Обращает на себя внимание то, что имя Сталина нередко употребляется в доносе в третьем лице. «Я рассказывал, что Сталин ругал меня»… «Сталин спрашивал его»… «Когда Сталин вызвал меня» и т. п. Ведь так не пишут в письме, адресованном именно к этому лицу. Откуда же такие обороты речи? Да скорее всего, первоначально это был текст допроса следователем, а потом с некоторыми поправками в конце этот текст и был послан Сталину как письмо. А как в ведомстве Абакумова проводились допросы и как получали признания, это хорошо видно из письма генерала В. Крюкова от 25 апреля 1953 года, посланного из лагеря через его начальника в ЦК КПСС и одновременно Жукову, который был тогда заместителем министра обороны. Вот опять-таки только несколько выдержек.
«В тюрьме я был вызван к заместителю начальника следственной части полковнику Лихачеву, который сразу заявил: «Помни, что ты теперь уже не генерал, а арестант, и разговоры с тобой будут короткие. Если будешь запираться, будем бить, как сидорову козу». «– Позвольте, – я ему говорю, – я же пока только подследственный и никем пока не разжалован». Лихачев подвел меня к окну. «Видишь там народ, вот где подследственные, а ты уже осужден, от нас на свободу возврата нет, дорога только в лагерь». От Лихачева меня повели к министру МГБ Абакумову. Он тоже счел обязанностью предупредить меня, что будут избивать, если я буду упорствовать: «Искалечим на всю жизнь». Потом я был направлен к следователю Самарину. Тот сказал: «Не упорствуй, начинай давать показания о своей антисоветской деятельности. Нам все известно». Меня обвиняли в заговоре, во главе которого якобы стоит Жуков. «Бывал на банкетах у Жукова? Восхвалял его? Какие тосты были?» «– Никаких ложных показаний я давать не буду». И началось зверское избиение резиновой палкой».
А Крюков был не только генерал, а еще и командир гвардейского конного корпуса, участник Гражданской, Финской и Отечественной войн, Герой Советского Союза, кавалер трех орденов Ленина, двух Красного Знамени, трех Суворова, Кутузова… Он твердил, что ложных показаний давать не будет. А в ответ слышал: «Всем известно, что Жуков предатель. Ты должен дать показания о нем». Крюков отвечал: «Не советская власть меня избивает, а люди, которые забыли, кто они, где находятся и что творят». Самарин предложил Лихачеву: «Видите, какой он. Ему надо вложить так, чтобы он не очухался».

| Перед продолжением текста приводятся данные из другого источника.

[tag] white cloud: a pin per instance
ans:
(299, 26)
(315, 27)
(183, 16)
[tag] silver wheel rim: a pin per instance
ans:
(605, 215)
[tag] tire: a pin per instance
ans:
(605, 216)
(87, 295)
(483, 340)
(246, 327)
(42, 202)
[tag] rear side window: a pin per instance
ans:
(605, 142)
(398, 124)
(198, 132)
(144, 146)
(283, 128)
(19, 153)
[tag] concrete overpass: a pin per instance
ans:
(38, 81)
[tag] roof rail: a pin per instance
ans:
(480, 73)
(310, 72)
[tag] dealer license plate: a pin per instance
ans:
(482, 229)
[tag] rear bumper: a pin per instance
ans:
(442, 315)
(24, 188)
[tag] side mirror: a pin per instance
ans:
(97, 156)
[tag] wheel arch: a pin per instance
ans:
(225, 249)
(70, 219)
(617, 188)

«Были составлены протоколы, что я всегда и везде восхвалял Жукова, укрывал его преступления. Вначале я категорически отказался подписать, но вновь посыпались репрессии, и я смалодушничал, не выдержал и подписал. До сих пор простить себе не могу. Но теплится надежда, что придет время и я смогу сказать правду».
Абакумова 13 июля 1951 года еще при жизни Сталина арестовали, а 19 декабря 1954 года уже после смерти Сталина Военная коллегия Верховного суда приговорила его к расстрелу, в частности за фальсификацию «Ленинградского дела».

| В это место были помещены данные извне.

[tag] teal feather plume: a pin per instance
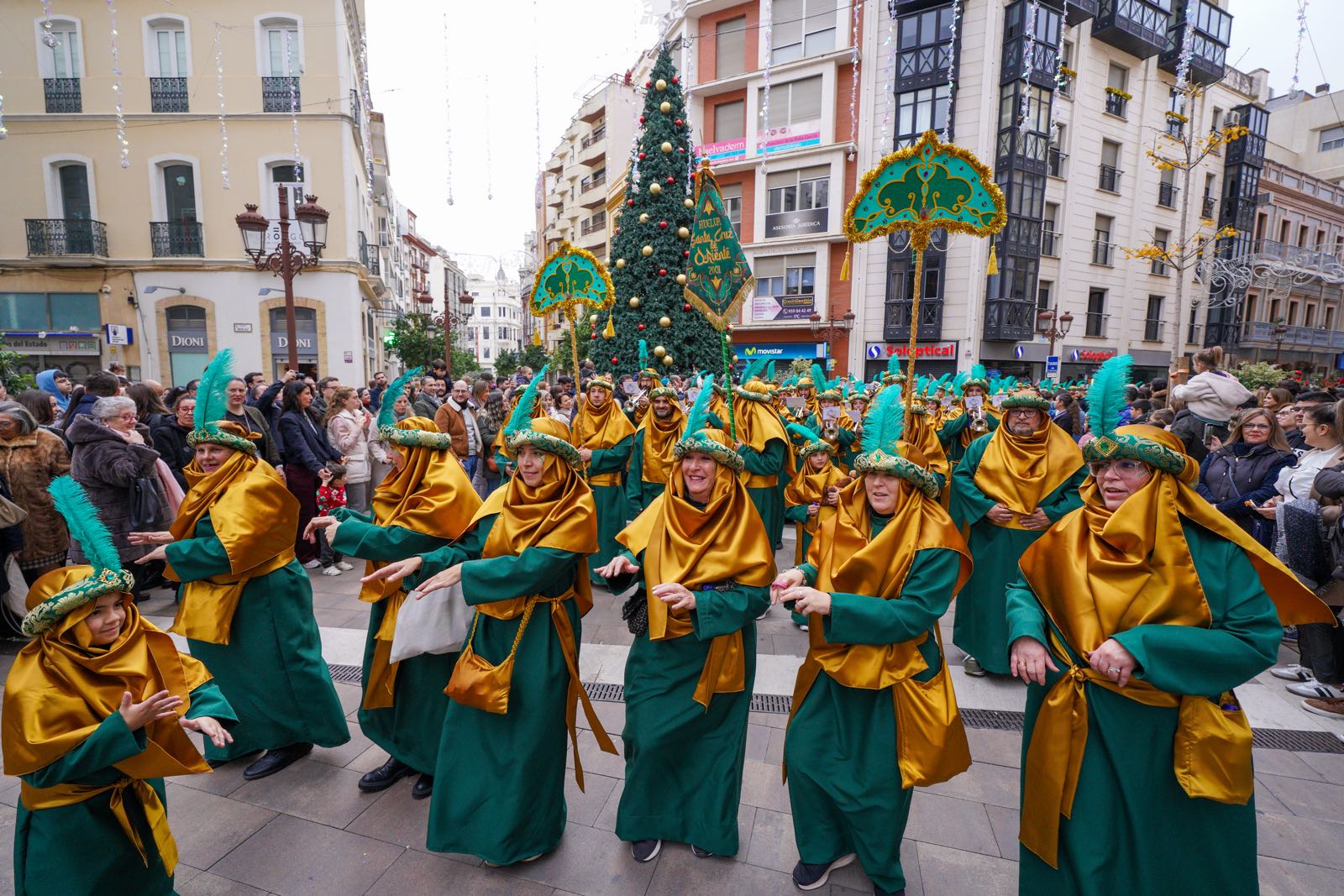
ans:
(386, 412)
(1106, 396)
(85, 524)
(212, 402)
(885, 422)
(698, 417)
(522, 417)
(806, 432)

Надо полагать, едва ли еще и теперь жив полковник Лихачев, но появились другие полковники не с резиновыми палками, а с шариковыми ручками в руках…
Теперь можно только предполагать, как, в какой обстановке написал Новиков свой донос на Жукова, но вот что 27 октября 1968 года записал А. И. Кондратович, заместитель Твардовского, в своем «Новомирском дневнике» (М., 1991): «Пришел в редакцию с сыном Главный маршал авиации Александр Александрович Новиков. Передвигается как-то боком, полупарализован, одна рука совсем не действует… Поговорили о том, о сем, потом о его рукописи. Не столько жаловался, сколько сообщил: «Я о Сталине вычеркнул. Немножко оставил. Нельзя ведь. Я понимаю. А у меня написано. Я отложил. Лет через двадцать пять – тридцать напечатают… Вот и у Жукова книгу не печатают. Он лежит в Барвихе. Почувствовал снова себя хуже. А я-то ведь Жукова хорошо знаю, мы вместе с ним все время работали. Зря его тогда сняли, зря…» (с.311). Да, зря, но ведь не в последнюю очередь из-за доноса Новикова…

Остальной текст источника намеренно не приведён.